Head down and happy has worked perfectly for Rahm, who has finished outside the top 10 in just three of his last 10 starts and began 2018 with a runner-up showing at the Sentry Tournament of Champions and last week’s victory.

According to the world ranking math, Rahm is 1.35 average ranking points behind Johnson and can overtake DJ atop the pack with a victory this week at the Farmers Insurance Open; but to hear his take on his ascension one would imagine a much wider margin.

“I've said many times, beating Dustin Johnson is a really, really hard task,” Rahm said. “We all know what happened last time he was close to a lead in a tournament on the PGA Tour.”


Farmers Insurance Open: Articles, photos and videos


Rahm certainly remembers. It was just three weeks ago in Maui when he birdied three of his first six holes, played the weekend at Kapalua in 11 under and still finished eight strokes behind Johnson.

And last year at the WGC-Mexico Championship when Rahm closed his week with rounds of 67-68 only to finish two strokes off Johnson’s winning pace, or a few weeks later at the WGC-Dell Technologies Match Play when he took Johnson the distance in the championship match only to drop a 1-up decision to the game’s undisputed heavyweight.

As far as Rahm has come in an incredibly short time - at this point last year he ranked 137th in the world - it is interesting that it’s been Johnson who has had an answer at every turn.

He knows there’s still so much room for improvement, both physically and mentally, and no one would ever say Rahm is wanting for confidence, but after so many high-profile run-ins with Johnson, his cautious optimism is perfectly understandable.

“I'll try to focus more on what's going on this week rather than what comes with it if I win,” he reasoned when asked about the prospect of unseating Johnson, who isn’t playing this week. “I'll try my best, that's for sure. Hopefully it happens, but we all know how hard it is to win on Tour.”

If Rahm’s take seems a tad cliché given the circumstances, consider that his aversion to looking beyond the blinders is baked into the competitive cake. For all of his physical advantages, of which there are many, it’s his keen ability to produce something special on command that may be even more impressive.

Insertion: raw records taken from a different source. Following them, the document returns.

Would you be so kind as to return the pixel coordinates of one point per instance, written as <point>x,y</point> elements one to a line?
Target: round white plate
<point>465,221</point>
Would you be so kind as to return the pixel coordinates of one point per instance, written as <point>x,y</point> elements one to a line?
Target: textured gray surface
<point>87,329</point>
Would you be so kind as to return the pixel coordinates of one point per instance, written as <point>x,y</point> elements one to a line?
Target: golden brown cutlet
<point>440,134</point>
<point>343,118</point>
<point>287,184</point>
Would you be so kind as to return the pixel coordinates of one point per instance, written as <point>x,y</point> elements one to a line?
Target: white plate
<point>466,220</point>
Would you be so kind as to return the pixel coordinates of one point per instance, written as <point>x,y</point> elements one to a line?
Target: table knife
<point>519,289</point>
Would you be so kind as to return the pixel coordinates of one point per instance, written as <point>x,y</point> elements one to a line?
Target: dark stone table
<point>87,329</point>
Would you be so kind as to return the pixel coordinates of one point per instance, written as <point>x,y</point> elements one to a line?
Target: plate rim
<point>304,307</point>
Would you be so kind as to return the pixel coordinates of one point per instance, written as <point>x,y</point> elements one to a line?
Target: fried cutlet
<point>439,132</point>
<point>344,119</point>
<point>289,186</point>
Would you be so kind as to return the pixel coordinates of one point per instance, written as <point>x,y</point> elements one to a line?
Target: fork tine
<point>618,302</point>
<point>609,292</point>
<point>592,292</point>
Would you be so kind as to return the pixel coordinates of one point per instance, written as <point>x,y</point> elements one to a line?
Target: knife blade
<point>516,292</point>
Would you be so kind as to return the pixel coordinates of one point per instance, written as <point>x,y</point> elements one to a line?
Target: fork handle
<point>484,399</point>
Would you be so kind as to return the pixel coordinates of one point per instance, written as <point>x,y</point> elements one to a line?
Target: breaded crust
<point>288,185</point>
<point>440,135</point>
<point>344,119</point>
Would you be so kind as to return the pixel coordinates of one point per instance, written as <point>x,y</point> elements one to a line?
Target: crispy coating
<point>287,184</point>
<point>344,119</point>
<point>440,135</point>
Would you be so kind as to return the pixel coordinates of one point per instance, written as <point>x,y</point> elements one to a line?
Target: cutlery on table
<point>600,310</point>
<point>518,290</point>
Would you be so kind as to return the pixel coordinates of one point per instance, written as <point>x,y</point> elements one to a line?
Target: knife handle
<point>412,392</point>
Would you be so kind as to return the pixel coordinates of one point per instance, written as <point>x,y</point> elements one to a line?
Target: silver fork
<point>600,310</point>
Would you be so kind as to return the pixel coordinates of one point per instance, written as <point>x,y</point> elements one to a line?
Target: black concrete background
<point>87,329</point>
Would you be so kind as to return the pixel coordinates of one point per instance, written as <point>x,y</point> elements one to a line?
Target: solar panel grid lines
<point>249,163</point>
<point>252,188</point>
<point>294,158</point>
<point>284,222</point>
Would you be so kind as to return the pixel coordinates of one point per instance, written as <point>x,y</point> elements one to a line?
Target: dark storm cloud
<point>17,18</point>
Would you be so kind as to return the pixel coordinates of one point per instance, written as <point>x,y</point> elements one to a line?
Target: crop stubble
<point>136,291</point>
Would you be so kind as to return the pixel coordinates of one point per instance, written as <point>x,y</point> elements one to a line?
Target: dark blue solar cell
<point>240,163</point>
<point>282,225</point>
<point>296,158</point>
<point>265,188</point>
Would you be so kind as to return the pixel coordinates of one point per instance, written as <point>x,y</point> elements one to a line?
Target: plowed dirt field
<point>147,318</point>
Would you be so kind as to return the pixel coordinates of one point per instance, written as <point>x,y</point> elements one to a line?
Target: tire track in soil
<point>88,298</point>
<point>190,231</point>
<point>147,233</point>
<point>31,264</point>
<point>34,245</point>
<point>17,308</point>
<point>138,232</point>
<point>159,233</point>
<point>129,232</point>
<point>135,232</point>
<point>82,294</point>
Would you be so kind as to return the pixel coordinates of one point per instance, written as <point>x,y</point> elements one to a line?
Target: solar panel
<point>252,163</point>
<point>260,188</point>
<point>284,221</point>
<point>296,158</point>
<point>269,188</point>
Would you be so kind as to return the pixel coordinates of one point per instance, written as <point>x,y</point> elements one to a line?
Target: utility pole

Last year at Torrey Pines was a quintessential example of this, when he began the final round three strokes off the lead only to close his day with a back-nine 30 that included a pair of eagles.

“I have the confidence that I can win here, whereas last year I knew I could but I still had to do it,” he said. “I hope I don't have to shoot 30 on the back nine to win again.”

Some will point to Rahm’s 60-footer for eagle at the 72nd hole last year as a turning point in his young career, it was even named the best putt on Tour by one publication despite the fact he won by three strokes. But Rahm will tell you that walk-off wasn’t even the best shot he hit during the final round.

Instead, he explained that the best shot of the week, the best shot of the year, came on the 13th hole when he launched a 4-iron from a bunker to 18 feet for eagle, a putt that he also made.

“If I don't put that ball on the green, which is actually a lot harder than making that putt, the back nine charge would have never happened and this year might have never happened, so that shot is the one that made everything possible,” he explained.

Rahm’s ability to embrace and execute during those moments is what makes him special and why he’s suddenly found himself as the most likely contender to Johnson’s throne even if he chooses not to spend much time thinking about it.